Из прочих замечательных предметов были у Наиля радионаушники – купил себе радио слушать, чтоб, значицца, другим не мешать. Наушники имели провод для подключения к радиоточке, и такая радиоточка в его комнате была – вторая на квартиру, после кухни. Наушники выглядели шикарно (ну, мне так казалось) и были предметом, выбивающимся за рамки моей детской обыденности.
Очень мне хотелось ими попользоваться, послушать – как оно там говорит? Но Наиль новой вещью сильно дорожил и переживал, как бы я чего не поломала. Лучше б дал послушать, честное слово. Кончилось всё довольно драматически. Я не смогла преодолеть себя, дождалась, пока все уйдут в кухню, пошла к Наилю в комнату и надела на голову заветный предмет. Почувствовала я себя, конечно, минимум королевой, а максимум – космонавтом. Но наушники молчали. А за дверью комнаты была розетка.
Были. Две.
Я подошла и рассудила логически. Правая показалась мне страшной, она слишком выступала из стены и даже была слегка замазана извёсткой – ну разве может такая красота как радионаушники стыковаться с такой неприятной вещью? Ну, не-е-ет. Зато левая – аккуратненькая, плосконькая, заглаженная – самое то!

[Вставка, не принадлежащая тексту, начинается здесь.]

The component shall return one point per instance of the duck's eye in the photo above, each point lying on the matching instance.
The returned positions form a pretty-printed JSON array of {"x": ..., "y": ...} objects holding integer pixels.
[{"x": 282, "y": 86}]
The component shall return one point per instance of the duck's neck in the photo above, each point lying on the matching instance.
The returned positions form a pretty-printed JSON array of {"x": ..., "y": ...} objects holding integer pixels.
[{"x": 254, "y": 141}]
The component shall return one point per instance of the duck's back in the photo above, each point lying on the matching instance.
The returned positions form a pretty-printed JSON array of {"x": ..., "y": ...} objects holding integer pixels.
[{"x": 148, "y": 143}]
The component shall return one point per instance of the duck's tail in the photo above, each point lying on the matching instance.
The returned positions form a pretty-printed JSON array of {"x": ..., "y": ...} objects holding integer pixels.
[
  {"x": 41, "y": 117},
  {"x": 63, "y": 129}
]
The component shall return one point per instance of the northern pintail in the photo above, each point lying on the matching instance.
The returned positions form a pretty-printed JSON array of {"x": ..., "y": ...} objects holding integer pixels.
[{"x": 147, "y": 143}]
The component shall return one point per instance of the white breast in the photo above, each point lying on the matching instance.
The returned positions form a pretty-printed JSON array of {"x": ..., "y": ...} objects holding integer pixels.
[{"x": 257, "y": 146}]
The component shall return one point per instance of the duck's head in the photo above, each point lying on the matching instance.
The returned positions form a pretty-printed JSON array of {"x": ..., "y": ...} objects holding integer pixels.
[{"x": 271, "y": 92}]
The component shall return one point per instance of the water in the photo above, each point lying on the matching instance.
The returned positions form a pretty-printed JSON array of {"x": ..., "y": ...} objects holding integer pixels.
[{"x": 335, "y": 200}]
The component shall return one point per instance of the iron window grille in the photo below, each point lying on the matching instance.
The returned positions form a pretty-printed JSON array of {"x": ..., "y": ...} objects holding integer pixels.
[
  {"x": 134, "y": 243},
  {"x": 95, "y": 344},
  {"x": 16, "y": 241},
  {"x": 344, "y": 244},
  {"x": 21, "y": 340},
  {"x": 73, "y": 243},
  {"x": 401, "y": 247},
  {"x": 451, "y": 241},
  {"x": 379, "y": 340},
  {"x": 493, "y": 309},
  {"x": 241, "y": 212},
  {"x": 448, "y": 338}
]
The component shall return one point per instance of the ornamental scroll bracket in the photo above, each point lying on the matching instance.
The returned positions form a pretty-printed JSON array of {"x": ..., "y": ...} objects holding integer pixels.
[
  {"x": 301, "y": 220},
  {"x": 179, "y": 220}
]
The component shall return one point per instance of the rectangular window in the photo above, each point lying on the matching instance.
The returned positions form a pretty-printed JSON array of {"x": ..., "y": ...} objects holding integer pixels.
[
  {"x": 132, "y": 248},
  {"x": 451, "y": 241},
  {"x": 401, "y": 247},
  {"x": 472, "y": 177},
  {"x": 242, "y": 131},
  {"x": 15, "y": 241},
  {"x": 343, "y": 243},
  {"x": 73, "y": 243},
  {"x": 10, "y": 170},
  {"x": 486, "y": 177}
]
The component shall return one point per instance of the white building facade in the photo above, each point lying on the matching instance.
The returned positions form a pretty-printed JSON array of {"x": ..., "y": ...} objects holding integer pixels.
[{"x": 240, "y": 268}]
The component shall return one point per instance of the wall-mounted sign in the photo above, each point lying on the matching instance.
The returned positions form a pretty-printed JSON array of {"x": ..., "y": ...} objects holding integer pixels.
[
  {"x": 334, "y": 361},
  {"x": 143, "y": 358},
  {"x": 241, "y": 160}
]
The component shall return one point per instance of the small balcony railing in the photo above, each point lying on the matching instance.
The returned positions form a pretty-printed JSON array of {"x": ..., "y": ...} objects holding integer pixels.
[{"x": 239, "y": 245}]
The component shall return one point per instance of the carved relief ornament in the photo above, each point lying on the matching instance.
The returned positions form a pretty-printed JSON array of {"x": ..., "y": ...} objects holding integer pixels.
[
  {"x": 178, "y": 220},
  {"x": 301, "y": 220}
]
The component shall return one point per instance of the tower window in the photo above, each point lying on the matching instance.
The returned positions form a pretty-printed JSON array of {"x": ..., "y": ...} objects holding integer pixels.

Дальше я помню боль в ушах и свой крик. И как влетевшая в комнату мама срывает с меня эти наушники и швыряет их в стену. И орёт что-то про «пожалел» и «чуть ребёнка не угробил». Заметьте, опять. Все с завидной регулярностью стремятся меня угробить. Ладно-ладно, это чёрный юмор такой.

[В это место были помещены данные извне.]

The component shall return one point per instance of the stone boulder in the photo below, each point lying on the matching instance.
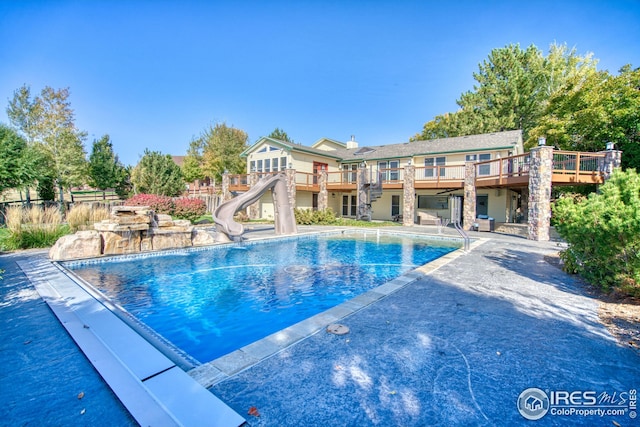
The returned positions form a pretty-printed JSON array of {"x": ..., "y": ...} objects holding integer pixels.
[
  {"x": 82, "y": 244},
  {"x": 118, "y": 243},
  {"x": 201, "y": 237}
]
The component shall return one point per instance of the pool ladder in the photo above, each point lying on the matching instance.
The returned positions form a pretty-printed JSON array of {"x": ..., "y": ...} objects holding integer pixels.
[{"x": 464, "y": 235}]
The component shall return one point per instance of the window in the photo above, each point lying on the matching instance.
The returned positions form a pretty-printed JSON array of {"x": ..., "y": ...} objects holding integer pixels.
[
  {"x": 431, "y": 165},
  {"x": 395, "y": 206},
  {"x": 349, "y": 209},
  {"x": 350, "y": 174},
  {"x": 393, "y": 172},
  {"x": 433, "y": 202},
  {"x": 484, "y": 169},
  {"x": 389, "y": 170}
]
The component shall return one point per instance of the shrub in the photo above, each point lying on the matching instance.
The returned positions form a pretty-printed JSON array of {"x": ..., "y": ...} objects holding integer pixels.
[
  {"x": 603, "y": 233},
  {"x": 33, "y": 228},
  {"x": 82, "y": 216},
  {"x": 311, "y": 217},
  {"x": 159, "y": 204},
  {"x": 191, "y": 209}
]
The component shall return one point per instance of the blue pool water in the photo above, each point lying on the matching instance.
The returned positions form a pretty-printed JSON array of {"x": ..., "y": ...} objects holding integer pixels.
[{"x": 211, "y": 302}]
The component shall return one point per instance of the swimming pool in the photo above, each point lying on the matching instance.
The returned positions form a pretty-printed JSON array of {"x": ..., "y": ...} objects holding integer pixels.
[{"x": 211, "y": 302}]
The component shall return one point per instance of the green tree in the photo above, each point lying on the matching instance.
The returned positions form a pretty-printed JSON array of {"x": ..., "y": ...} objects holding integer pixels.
[
  {"x": 47, "y": 121},
  {"x": 18, "y": 162},
  {"x": 222, "y": 146},
  {"x": 603, "y": 233},
  {"x": 192, "y": 164},
  {"x": 595, "y": 109},
  {"x": 514, "y": 87},
  {"x": 105, "y": 170},
  {"x": 157, "y": 173},
  {"x": 280, "y": 135}
]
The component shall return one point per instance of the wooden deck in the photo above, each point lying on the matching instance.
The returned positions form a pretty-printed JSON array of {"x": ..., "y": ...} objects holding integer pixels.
[{"x": 569, "y": 168}]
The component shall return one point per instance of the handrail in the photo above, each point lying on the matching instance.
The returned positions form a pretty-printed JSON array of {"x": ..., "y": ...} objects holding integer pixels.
[{"x": 464, "y": 235}]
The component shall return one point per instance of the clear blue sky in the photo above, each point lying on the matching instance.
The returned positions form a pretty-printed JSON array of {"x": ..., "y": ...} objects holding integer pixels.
[{"x": 155, "y": 74}]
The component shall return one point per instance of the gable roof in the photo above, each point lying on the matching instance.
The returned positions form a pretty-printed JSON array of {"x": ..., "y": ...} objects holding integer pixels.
[
  {"x": 288, "y": 146},
  {"x": 508, "y": 140},
  {"x": 511, "y": 140}
]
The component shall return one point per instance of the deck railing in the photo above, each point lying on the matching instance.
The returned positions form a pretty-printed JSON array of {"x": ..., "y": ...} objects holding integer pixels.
[
  {"x": 568, "y": 166},
  {"x": 577, "y": 163},
  {"x": 439, "y": 173},
  {"x": 499, "y": 171}
]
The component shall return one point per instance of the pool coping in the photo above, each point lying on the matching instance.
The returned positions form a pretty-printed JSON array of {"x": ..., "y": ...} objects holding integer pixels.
[
  {"x": 153, "y": 388},
  {"x": 211, "y": 373}
]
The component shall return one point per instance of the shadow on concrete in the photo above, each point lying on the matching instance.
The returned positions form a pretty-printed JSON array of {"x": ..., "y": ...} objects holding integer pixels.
[{"x": 439, "y": 352}]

Наушникам, кстати, ничего не было. Зря все боялись, что я чё-нить погну, хе-хе.
Мне тоже ничего особо не было, кроме прокачки скилла самосохранения и обострившегося чувства юмора. А вот у мамы, наверное, первые седые волосы появились.

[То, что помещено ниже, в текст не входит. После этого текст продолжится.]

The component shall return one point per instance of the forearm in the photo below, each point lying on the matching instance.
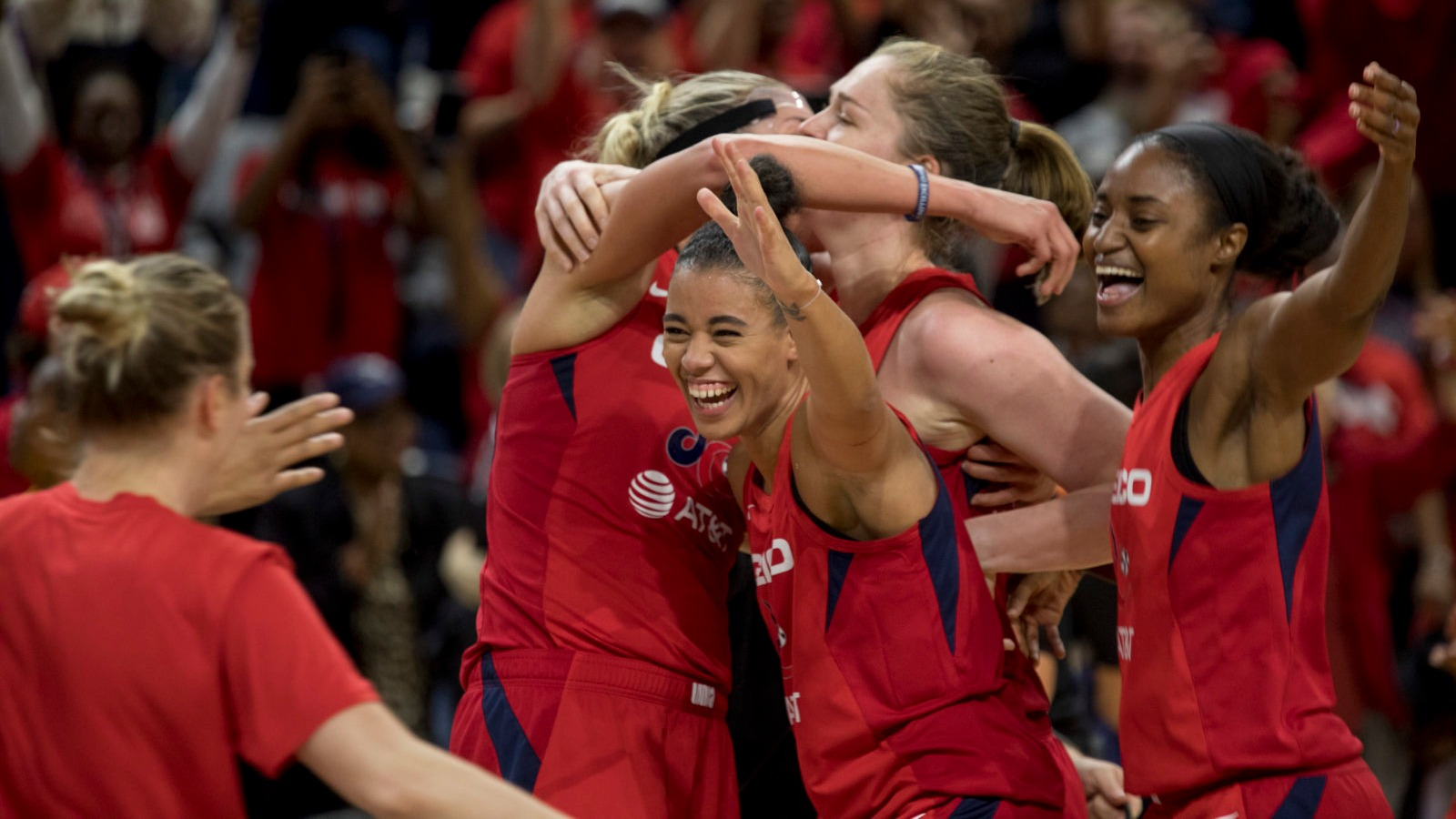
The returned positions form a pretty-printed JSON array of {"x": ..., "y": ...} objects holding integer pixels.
[
  {"x": 1069, "y": 532},
  {"x": 659, "y": 207},
  {"x": 211, "y": 106},
  {"x": 543, "y": 48},
  {"x": 22, "y": 109},
  {"x": 478, "y": 290}
]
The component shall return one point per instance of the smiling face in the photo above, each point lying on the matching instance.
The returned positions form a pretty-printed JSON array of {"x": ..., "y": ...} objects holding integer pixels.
[
  {"x": 106, "y": 120},
  {"x": 1150, "y": 245},
  {"x": 861, "y": 111},
  {"x": 790, "y": 114},
  {"x": 734, "y": 363}
]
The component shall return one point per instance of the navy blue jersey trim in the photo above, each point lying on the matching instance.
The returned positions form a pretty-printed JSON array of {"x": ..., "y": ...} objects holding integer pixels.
[
  {"x": 521, "y": 765},
  {"x": 1303, "y": 799},
  {"x": 1295, "y": 499},
  {"x": 565, "y": 369},
  {"x": 943, "y": 559},
  {"x": 976, "y": 807},
  {"x": 837, "y": 570},
  {"x": 1188, "y": 511}
]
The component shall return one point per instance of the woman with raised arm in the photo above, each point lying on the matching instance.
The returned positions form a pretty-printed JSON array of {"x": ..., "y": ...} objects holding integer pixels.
[
  {"x": 1219, "y": 522},
  {"x": 601, "y": 672},
  {"x": 888, "y": 637},
  {"x": 954, "y": 366},
  {"x": 146, "y": 653}
]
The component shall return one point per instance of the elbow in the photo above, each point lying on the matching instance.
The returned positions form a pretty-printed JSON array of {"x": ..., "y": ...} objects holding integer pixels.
[{"x": 395, "y": 796}]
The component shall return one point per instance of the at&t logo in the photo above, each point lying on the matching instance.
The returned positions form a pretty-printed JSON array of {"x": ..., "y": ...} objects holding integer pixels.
[{"x": 652, "y": 494}]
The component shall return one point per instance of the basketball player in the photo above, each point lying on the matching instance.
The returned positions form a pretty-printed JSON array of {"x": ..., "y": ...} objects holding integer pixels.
[
  {"x": 145, "y": 653},
  {"x": 1219, "y": 519},
  {"x": 897, "y": 682}
]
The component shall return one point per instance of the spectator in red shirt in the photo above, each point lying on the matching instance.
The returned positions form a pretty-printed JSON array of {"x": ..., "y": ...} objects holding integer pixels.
[
  {"x": 106, "y": 189},
  {"x": 149, "y": 651},
  {"x": 552, "y": 56},
  {"x": 324, "y": 203}
]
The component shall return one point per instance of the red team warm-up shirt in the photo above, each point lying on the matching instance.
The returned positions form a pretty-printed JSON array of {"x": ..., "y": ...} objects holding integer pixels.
[
  {"x": 143, "y": 653},
  {"x": 611, "y": 522},
  {"x": 1220, "y": 617}
]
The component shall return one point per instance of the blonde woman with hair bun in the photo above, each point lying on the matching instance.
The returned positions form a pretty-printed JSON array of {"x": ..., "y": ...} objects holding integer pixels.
[
  {"x": 146, "y": 652},
  {"x": 915, "y": 137}
]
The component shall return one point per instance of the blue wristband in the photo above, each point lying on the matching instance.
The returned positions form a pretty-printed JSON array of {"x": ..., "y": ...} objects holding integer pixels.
[{"x": 924, "y": 198}]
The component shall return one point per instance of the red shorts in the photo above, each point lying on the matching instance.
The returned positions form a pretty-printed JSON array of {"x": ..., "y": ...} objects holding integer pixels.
[
  {"x": 1070, "y": 784},
  {"x": 599, "y": 736},
  {"x": 1344, "y": 792}
]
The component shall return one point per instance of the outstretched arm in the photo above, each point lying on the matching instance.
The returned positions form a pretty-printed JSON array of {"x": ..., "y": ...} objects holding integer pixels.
[
  {"x": 849, "y": 428},
  {"x": 1317, "y": 331},
  {"x": 22, "y": 109},
  {"x": 657, "y": 208}
]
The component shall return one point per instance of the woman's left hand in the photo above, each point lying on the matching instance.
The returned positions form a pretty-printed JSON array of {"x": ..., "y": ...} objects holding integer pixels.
[
  {"x": 1036, "y": 225},
  {"x": 1385, "y": 113}
]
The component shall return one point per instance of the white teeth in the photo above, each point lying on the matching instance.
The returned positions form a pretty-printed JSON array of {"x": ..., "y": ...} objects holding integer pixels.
[
  {"x": 1120, "y": 271},
  {"x": 710, "y": 392}
]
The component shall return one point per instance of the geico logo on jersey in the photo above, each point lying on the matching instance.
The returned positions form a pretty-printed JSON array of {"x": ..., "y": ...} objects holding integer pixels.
[
  {"x": 652, "y": 494},
  {"x": 1133, "y": 487},
  {"x": 778, "y": 560}
]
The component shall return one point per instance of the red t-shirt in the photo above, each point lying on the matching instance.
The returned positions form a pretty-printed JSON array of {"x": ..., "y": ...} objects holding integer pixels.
[
  {"x": 1220, "y": 612},
  {"x": 325, "y": 280},
  {"x": 56, "y": 207},
  {"x": 142, "y": 653},
  {"x": 895, "y": 682}
]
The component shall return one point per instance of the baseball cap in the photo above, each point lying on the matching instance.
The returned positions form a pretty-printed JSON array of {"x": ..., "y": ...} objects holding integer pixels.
[
  {"x": 650, "y": 9},
  {"x": 364, "y": 382}
]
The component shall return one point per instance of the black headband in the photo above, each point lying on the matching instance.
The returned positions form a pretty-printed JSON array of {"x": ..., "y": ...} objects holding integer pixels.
[
  {"x": 724, "y": 123},
  {"x": 1232, "y": 169}
]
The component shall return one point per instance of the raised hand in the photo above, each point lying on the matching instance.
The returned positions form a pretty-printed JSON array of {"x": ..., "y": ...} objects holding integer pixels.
[
  {"x": 1387, "y": 114},
  {"x": 571, "y": 213},
  {"x": 756, "y": 234},
  {"x": 1036, "y": 225}
]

Ой, что-то унесло меня в воспоминания. Давайте про квартиру.
Хрущёвка у нас была самая обыкновенная, без выпендрёсов. Комнаты побеленные – именно известью, которую покупали страшными комками, долго гасили, процеживали сквозь марли и ещё что-то. Потолки всегда были чисто белые, стены – подкрашенные колерами (чаще всего самыми простецкими, типа синьки или зелёнки). Белили часто, по три раза в год: к новому году, к первому мая и к первому сентября. Зачем такая частота – я, честно говоря, никак не понимаю. Принято так было. Прилично. В коридоре, туалете, ванной и кухне до половины стены́ снизу покрашено светлой голубой краской, выше – тоже побелено.